Preserving the tradition of storytelling
Bhutanese society’s oral tradition of storytelling has always played an important role in imparting social beliefs along with the moral value of entertainment. In olden times, storytelling was done through folktales, songs, dances, and various means the communities adopted to pass down tales to the new generation. This kind of culture and tradition of storytelling has been a unique measure to preserve the culture and tradition of the country.
However, due to the digital world, the traditional way of storytelling has diminished giving rise to the possible danger of eradication of stories.
To give a new lease of life to the lost oral tradition of storytelling in the country, iBest Institute launched the initiative for Dragon Tales, a collection of stories for children last week. Dragon tales will contain various themes in the form of illustrated books, audio, and video.
Dragon Tales is expected to promote a shared sense of community and history, reinforce cultural values, and highlight important traditions through various stories. It will be available both in Dzongkha and English language.
CEO of iBest institute, Tharchen said that with drastic socioeconomic changes over the last five decades or so, “the way we share or tell stories have transformed immensely and the days of sharing stories by the hearth of fire: the oral storytelling is fading away drastically.”
He said most Bhutanese especially the younger ones are comfortable and familiar with the use of the internet and social media.

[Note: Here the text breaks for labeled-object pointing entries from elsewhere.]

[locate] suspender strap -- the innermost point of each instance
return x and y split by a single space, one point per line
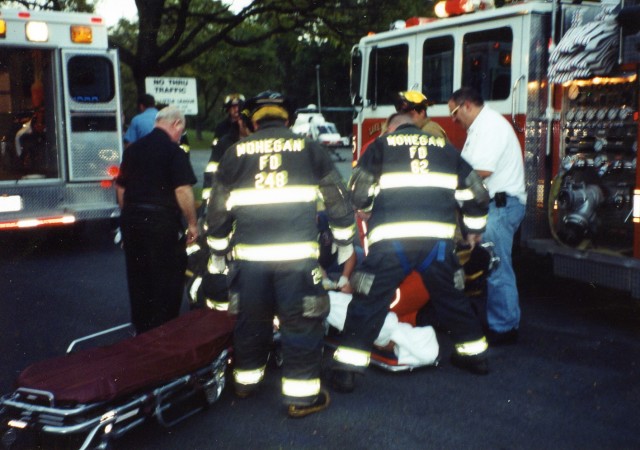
437 253
402 257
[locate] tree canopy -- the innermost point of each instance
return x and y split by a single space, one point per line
274 44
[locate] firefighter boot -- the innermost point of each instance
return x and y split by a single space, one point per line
321 402
343 380
476 364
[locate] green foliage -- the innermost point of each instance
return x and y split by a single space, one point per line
270 44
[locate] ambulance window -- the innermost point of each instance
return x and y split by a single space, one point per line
486 62
437 69
356 73
91 79
388 73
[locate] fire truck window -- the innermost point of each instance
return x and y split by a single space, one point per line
388 74
487 62
437 69
91 79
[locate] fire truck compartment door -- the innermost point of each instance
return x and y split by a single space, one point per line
92 113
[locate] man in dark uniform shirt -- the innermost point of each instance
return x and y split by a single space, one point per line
154 191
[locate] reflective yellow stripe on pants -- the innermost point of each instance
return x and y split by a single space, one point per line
249 377
352 356
473 347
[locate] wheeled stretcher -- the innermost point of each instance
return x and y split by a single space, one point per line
93 396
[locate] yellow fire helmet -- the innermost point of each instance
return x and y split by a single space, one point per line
412 100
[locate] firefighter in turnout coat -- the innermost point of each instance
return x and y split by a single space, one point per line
262 211
412 183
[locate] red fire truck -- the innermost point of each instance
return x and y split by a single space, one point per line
60 119
566 76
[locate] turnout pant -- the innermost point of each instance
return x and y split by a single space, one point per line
156 259
386 265
293 292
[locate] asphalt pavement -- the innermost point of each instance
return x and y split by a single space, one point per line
571 382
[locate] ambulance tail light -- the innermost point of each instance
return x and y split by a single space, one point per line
113 171
81 34
448 8
37 31
636 205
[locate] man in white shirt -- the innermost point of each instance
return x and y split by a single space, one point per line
494 151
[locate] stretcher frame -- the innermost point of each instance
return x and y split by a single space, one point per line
36 414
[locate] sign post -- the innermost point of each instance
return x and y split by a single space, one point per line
179 92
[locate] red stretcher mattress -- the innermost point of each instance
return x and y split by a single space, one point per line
151 359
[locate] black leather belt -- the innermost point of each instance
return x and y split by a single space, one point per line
150 207
501 199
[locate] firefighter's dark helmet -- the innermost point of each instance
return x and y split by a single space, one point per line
411 100
268 105
233 99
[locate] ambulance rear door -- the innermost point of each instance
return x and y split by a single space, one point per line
93 114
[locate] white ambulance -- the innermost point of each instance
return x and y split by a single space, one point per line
60 119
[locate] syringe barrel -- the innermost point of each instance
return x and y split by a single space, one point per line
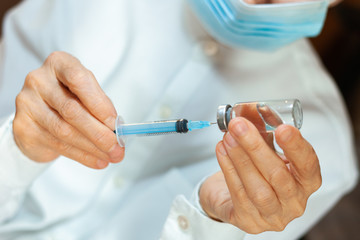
265 115
124 131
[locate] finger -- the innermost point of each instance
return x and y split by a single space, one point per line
269 164
73 112
60 129
269 115
61 148
241 201
304 163
257 188
81 82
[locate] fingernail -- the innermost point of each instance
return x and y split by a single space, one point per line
116 152
101 164
241 127
285 134
230 140
222 149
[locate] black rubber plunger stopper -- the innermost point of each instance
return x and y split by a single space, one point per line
181 126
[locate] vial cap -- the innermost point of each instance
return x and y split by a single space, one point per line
223 117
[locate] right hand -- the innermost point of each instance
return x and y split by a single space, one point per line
62 110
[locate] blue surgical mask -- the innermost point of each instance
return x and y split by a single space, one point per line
260 26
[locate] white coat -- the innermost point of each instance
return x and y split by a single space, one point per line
154 61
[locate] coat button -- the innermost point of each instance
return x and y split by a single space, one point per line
119 182
210 47
183 222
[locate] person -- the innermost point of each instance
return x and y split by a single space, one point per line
148 62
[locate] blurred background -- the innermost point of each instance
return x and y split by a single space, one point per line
339 48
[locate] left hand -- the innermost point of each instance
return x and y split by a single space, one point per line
258 189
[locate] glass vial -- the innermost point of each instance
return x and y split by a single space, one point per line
265 115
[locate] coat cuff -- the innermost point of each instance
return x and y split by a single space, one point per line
186 222
16 169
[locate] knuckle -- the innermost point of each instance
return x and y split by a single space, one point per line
77 76
62 130
54 56
70 109
62 147
254 146
310 165
253 228
298 209
279 226
279 175
20 100
33 80
104 140
263 197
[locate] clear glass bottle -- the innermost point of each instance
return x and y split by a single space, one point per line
265 115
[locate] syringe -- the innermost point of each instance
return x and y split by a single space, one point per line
265 115
156 128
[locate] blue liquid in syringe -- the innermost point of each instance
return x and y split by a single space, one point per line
159 127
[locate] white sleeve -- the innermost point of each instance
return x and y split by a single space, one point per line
17 172
186 222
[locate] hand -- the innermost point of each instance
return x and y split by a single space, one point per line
62 110
259 190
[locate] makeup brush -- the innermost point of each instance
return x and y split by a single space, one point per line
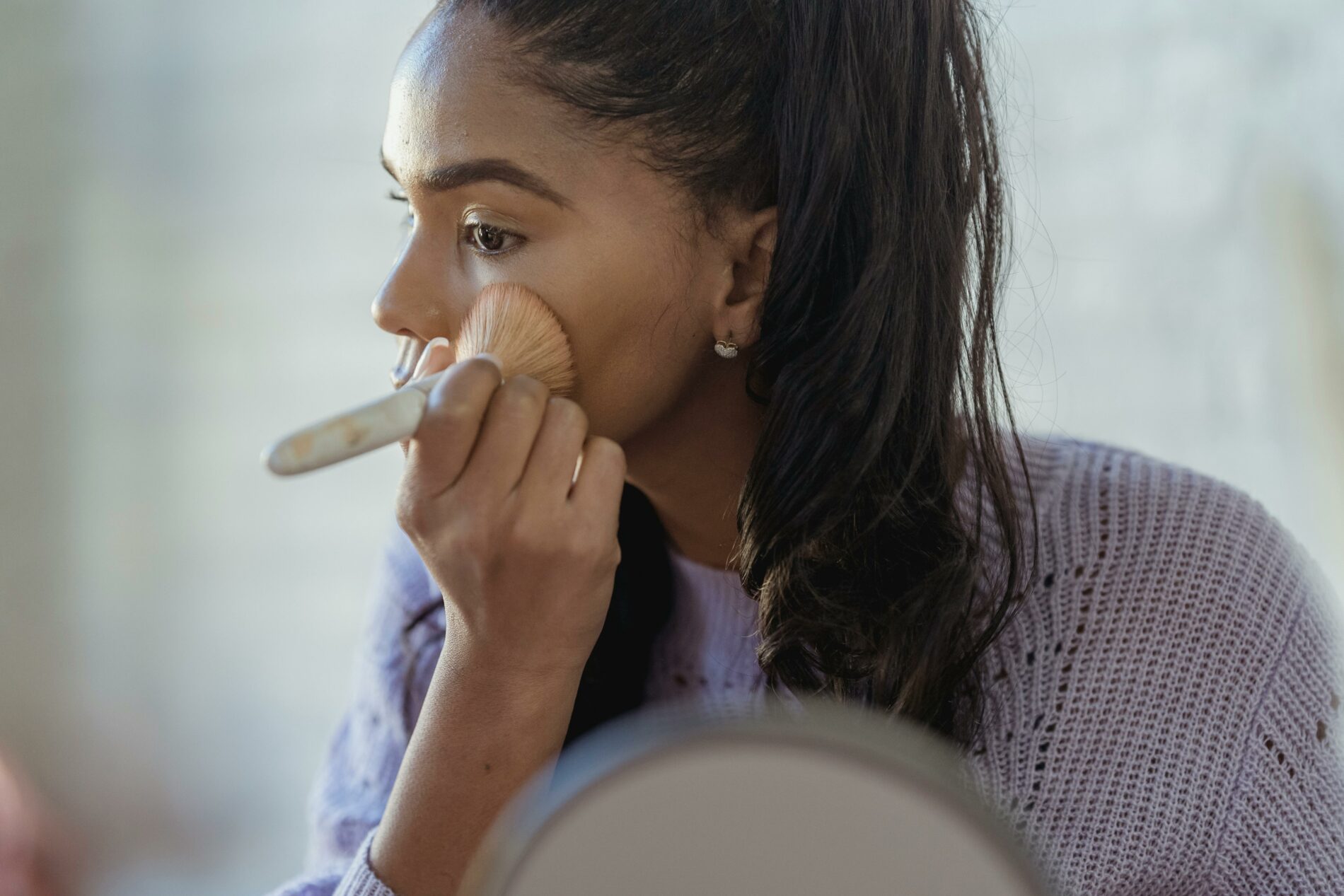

With easier access to modern media such as TV, Internet, and various social media avenues, which are much more user friendly and cheaper, the formats of storytelling has undergone a transformation. “As much as social media has brought information or stories closer to people, it has led to decreasing interactions among people in person like in the olden times,” he said adding, such trends have to lead to diminishing of culture: the age-old practice of oral storytelling.
He said: “We cannot take away the internet and its related by-products away from the people rather we should see this as an opportunity and avenue through which we can engage people and younger ones for useful and educational conversation and learning opportunities.”
With the Dragon Tales initiative iBest intends to bring forward the best and most useful and educational oral stories and then curate them into the illustrated series, animation, and audios, he added. These different versions of stories will be all available online which the public can freely access.
The project aims to curate folktales, folklore, and legends from different regions in the country which are relevant to the younger generations.
For now, artists, animators, writers, and other team members are busily engaged in developing the content. The team has currently compiled and finished working on nearly 100 stories.
Besides, the project will also include contemporary issues such as themes on waste management, women empowerment, sex education, mental health, hygiene, and abuse of social media. Themes like space, science, technology, nature, and other co-curricular activities will also be explored to generate interest in young minds.
The project Dragon Tales will be officially launched next year coinciding with the birth anniversary of His Royal Highness Gyalsey Jigme Namgyel Wangchuck.